Kaplan, Wilfred

Wilfred Kaplan, professor of mathematics at the University of Michigan from 1940 to 1986, was born November 28, 1915 in Boston Massachusetts to Jacob and Anne Kaplan. He attended Harvard University, where he completed his A.B. Degree in 1936 and his Ph.D. degree in mathematics in 1939. Kaplan earned a Rogers Traveling Fellowship from Harvard University to study Mathematics in Europe during the 1936-1937 school terms. At ETH Zurich, in Zurich, Switzerland, he met Ida Roettinger in a mathematics course. He lovingly nicknamed her Heidi. The two were married in 1938. Professor Kaplan was an instructor at the College of William and Mary from 1939 to 1940, and came to the University of Michigan in 1940. He was promoted to assistant professor in 1944, to associate professor in 1950, and to full professor in 1956.
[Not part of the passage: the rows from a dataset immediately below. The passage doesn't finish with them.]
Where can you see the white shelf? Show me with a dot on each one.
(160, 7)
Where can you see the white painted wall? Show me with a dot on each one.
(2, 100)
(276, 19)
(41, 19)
Professor Kaplan's early research was concerned with the topological behavior of the solutions of differential equations. His research interests turned to complex function theory and in 1955, he introduced and studied a class of schlicht functions, and showed that the Bieberbach conjecture held for that class of functions. At the time it was a major result and the full Bieberbach conjecture was not proven until thirty years later. His later research centered in applied mathematics and global analysis of analytical differential equations.